Sunday, August 30, 2015

Today I chose the wrong language!


I have had a series of opportunities lately to learn and grow in my understanding of G-d, conscious language, thought, communication, dreams, connection, friendship and more.  It never seems to come from one place when G-d decides to guide and challenge me, usually everywhere I look!  I've always found in my walk that I don't get to experience a lot of naiveness but always fully aware and challenged.  I will admit that half the time I'm good with it and the other half I'm stubborn, irritated, not willing and try to ignore G-d and all the "awareness" He is giving me.

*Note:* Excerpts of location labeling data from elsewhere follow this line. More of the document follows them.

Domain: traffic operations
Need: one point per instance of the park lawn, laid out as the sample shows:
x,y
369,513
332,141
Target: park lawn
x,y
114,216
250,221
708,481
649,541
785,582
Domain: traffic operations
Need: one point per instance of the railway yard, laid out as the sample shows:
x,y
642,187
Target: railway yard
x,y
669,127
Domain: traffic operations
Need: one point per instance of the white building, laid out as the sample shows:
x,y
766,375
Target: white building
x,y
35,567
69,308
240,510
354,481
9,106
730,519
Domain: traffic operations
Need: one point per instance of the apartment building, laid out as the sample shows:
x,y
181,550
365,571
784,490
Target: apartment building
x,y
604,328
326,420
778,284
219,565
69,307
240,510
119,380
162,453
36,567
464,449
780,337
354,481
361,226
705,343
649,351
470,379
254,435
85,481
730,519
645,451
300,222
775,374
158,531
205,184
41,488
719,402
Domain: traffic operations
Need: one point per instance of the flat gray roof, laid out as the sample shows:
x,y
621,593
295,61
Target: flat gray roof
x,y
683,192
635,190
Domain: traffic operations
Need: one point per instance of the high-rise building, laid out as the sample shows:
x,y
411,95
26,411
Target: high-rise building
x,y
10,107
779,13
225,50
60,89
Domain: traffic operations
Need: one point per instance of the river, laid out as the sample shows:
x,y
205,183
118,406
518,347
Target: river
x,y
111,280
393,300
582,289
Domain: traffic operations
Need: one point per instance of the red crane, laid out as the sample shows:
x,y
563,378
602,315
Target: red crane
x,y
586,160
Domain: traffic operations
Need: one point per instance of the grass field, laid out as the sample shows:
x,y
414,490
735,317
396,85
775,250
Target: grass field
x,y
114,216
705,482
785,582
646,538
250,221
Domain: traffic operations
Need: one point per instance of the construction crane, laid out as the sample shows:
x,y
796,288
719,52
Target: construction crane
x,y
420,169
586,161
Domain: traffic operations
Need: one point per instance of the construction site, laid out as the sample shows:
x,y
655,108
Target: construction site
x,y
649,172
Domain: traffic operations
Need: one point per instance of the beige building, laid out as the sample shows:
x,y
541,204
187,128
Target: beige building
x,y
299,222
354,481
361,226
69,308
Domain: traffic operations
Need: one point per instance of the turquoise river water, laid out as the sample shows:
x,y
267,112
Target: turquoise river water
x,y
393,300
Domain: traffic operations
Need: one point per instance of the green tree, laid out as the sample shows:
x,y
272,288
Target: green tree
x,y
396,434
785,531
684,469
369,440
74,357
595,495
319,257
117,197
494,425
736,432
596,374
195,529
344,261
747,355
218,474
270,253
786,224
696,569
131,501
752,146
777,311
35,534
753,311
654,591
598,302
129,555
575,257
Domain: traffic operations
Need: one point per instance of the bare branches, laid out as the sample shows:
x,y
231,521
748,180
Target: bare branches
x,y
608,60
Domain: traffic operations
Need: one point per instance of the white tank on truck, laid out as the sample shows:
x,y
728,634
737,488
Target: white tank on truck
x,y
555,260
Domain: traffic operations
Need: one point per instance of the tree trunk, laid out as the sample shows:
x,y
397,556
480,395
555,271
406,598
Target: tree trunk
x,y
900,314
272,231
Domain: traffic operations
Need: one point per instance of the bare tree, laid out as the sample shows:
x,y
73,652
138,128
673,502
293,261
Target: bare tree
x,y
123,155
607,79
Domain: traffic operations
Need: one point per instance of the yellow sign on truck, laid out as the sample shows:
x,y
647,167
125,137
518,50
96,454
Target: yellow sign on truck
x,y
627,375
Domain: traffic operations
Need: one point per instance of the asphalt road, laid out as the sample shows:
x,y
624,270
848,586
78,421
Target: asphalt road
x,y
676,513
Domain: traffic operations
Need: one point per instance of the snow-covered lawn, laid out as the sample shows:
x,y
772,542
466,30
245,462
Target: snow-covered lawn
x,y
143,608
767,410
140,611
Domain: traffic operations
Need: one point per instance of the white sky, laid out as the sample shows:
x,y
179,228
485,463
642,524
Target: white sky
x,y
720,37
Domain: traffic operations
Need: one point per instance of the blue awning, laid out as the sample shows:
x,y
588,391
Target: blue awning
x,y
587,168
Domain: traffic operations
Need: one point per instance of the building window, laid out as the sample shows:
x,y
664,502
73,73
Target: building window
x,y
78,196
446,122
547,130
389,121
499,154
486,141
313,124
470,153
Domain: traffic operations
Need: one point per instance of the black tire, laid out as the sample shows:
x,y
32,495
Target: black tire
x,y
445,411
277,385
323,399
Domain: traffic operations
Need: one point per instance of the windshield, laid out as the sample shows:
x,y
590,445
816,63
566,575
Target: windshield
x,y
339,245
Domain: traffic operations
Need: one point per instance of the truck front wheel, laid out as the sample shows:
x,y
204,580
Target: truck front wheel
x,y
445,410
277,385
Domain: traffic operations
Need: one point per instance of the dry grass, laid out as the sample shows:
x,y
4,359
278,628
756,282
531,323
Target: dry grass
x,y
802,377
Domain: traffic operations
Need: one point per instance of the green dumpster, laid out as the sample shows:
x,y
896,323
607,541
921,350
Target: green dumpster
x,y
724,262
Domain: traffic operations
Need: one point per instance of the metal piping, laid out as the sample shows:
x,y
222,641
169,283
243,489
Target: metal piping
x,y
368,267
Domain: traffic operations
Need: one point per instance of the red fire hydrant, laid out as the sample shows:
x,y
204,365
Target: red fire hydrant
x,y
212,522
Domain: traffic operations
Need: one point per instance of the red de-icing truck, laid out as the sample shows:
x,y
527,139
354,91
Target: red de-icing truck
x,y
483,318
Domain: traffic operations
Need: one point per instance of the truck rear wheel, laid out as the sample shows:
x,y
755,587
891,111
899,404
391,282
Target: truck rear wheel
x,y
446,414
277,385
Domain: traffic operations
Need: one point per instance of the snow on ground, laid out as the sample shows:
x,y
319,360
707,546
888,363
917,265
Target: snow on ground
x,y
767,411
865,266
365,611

My big learning recently was the words I use such as I want, I hope, maybe, I want to have and upgrading to I can, I am, I will, I choose, I have, I love, I create, I enjoy.

Did you know we actually speak from our heart?  So what I'm learning is that I can't just say these words, I have to say them with my heart and believe them.  This quote really connected the dots for me "Your greatest weakness shall be your greatest strength!  I would not say something I didn't believe in.   Believe means Be Alive!"  Bob Stevens

I choose to allow myself to agree and love my words, not fix them.  I choose to not coach others words and let them discover in their own way and time.  I am renaming my world and reversing my patterns as I realize those words impacted my heart and thoughts.  Heart already has pure speech I heard recently and that I give what I will receive.  I can use language that will bless others and myself.

The other opportunity that has connected more dots for me in this area is beginning to read the Torah the last three weeks.  I did not realize I could gain so much from Deuteronomy and have always skimmed it or avoided it.  My takeaway from last week was Deuteronomy 25:15 "A perfect and honest weight shall you have, a perfect and honest measure shall you have, so that your days shall be lengthened on the Land that HASHEM, your G-d gives you."  I pictured my words as my weight and measure and G-d abhors dishonesty.  My word is my authority and what is new and different for me is that I dream and speak of my dreams.

I have also been reading the book "Good to Great in G-d's Eyes" by Chip Ingram and just finished the chapter Dream Great Dreams.  I never have coincidence always lots and lots of "awareness"!  G-d speaks loud and clear to me when I choose to listen.  My takeaway from this chapter was Write it down, Read over my dreams regularly, Pray over them and Watch for G-d's intervention.  A quote from the book I want to share is this "To dream of doing great things for G-d's glory is a biblical goal, and being able to articulate the result we want to see keeps us focused on our priorities and helps us perceive through obstacles and difficulties."  Chip Ingram

So this week has been super amazing and also full of a crazy amount of deep thoughts, readjusting my mind, crazy dreaming, moods and overall the beginning of a new upgrade in my heart, words and mind.  Today I chose to fail miserably and wallow in I'm tired and I can't do it and the world is against me until my best friend and husband reminded me to just stop and be and not get ahead of myself or off course.  He is inspired, encouraged and also attracted to this new "Christie" language.  Putting all of this into words has been so helpful and brought so much of it together.  I will share more of my dreams in this blog and my journey to create and enjoy the life He has given me.

Feel free to ask questions and I'd love to hear your comments and thoughts on this reflection question from the Good to Great book.

How can you tell the difference between a self-inspired dream and a G-d-given one?  What would happen to each kind if you brought it to the cross?